E io lo annaffio ogni volta che il sole sorge, onoro sempre la parola
data a un caro amico. Il metronomo del tempo si deve annaffiare
con l’alba. La vernice bianca si squama il ciliegio
si gonfia ed esplode. I tarli lo hanno bucherellato nei fianchi.
L’ago si è ammosciato, ridotto a un minuscolo
obelisco abbattuto. Il metronomo del tempo è nel centro
di un vassoio di plastica, il vassoio è sul fondo
della vasca da bagno della stanza che faccio pagare poco.
Questa vasca ha i piedi della bestia,
piedi che, ogni tanto, sbattono con forza
sul pavimento e così il fracasso arriva fino a quassù.
A volte il rumore è così forte che sveglia gli altri miei ospiti.
Nella stanza che faccio pagare poco c’è una feritoia
da cui entra una leggera luce, è sempre rigogliosa
la siepe delle spore. Il salnitro schiuma dalla carta
da parati. Dalla schiuma escono delle teste
di vecchi sdentati con la barba gialla, giovani che portano
l’apparecchio e hanno primi peli in faccia, donne
con il trucco verde attorno agli occhi. Bambine
che sembrano bambini, che sembrano donne. Mi sentono,
quelle facce, quando sto per aprire la porta
e così si fanno tutte zitte.
Io allora entro e le saluto con la massima cordialità.
Mentre innaffio il metronomo del tempo provo a
fare due chiacchiere con loro ma raramente hanno voglia
di parlare. Nel frattempo il traffico sopra di noi
non conosce interruzioni, non conosce alcuna pietà.
Da questa feritoia intravedo la vecchia fabbrica,
la vecchia fabbrica che non ce l’ha fatta.

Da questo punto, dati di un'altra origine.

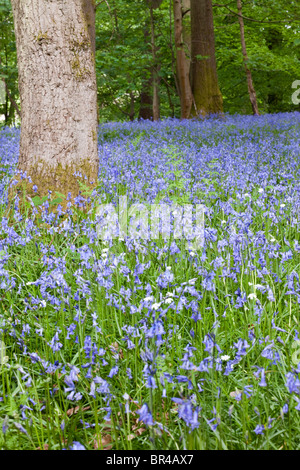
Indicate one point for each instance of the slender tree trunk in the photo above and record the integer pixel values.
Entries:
(57, 83)
(186, 97)
(205, 88)
(156, 103)
(186, 30)
(251, 90)
(146, 110)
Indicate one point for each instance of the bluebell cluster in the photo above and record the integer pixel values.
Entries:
(179, 341)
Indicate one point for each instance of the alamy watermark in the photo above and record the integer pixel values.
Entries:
(296, 94)
(152, 221)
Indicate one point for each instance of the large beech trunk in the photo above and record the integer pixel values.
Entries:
(205, 88)
(186, 97)
(57, 83)
(251, 90)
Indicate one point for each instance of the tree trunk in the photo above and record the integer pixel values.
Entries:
(58, 92)
(251, 89)
(146, 111)
(205, 88)
(156, 103)
(186, 97)
(186, 30)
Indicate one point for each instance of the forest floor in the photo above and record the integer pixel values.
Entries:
(154, 342)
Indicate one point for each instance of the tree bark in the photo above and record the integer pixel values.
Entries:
(146, 110)
(58, 92)
(186, 97)
(156, 102)
(251, 90)
(205, 88)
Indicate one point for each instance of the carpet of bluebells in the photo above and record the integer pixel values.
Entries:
(146, 344)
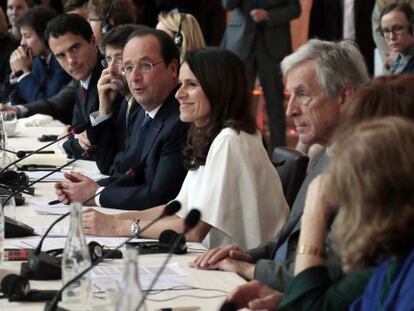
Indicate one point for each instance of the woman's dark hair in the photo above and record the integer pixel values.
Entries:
(37, 18)
(223, 78)
(404, 8)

Intravedo la piccola stazione vicino alla fabbrica;
hanno fatto entrambe la stessa fine: fronde gialle: acacie
e noccioli come spazzole da scarpe. Il cielo, da queste parti,
ha il colore spento del cartone bruciato. A volte anche io
mi sento solo e non serve a nulla rifugiarsi in una delle stanze
dei miei ospiti. Non vale a niente la loro compagnia. Quando
mi sento solo vado a bussare alla porta di quella stanza
che faccio pagare poco. E se sono fortunato lo sento,
è lui, dall’altra parte. È il tempo. A volte ride,
dietro a quella porta, altre ancora piange e singhiozza.
A volte parla, potrebbe sembrare che parli con se stesso,
come un pazzo, le cose non stanno messe così. Mi parla.
Parla e parla, e posso capirlo. Devo solo prestargli
la dovuta attenzione perché parla una lingua lenta
come la noia (o veloce, come l’elettricità), una lingua
che ogni persona, con un po’ di allenamento, capisce
a modo suo; capisce nel modo
che le spetta. Come quando
si fa l’orecchio ai bambini più piccoli.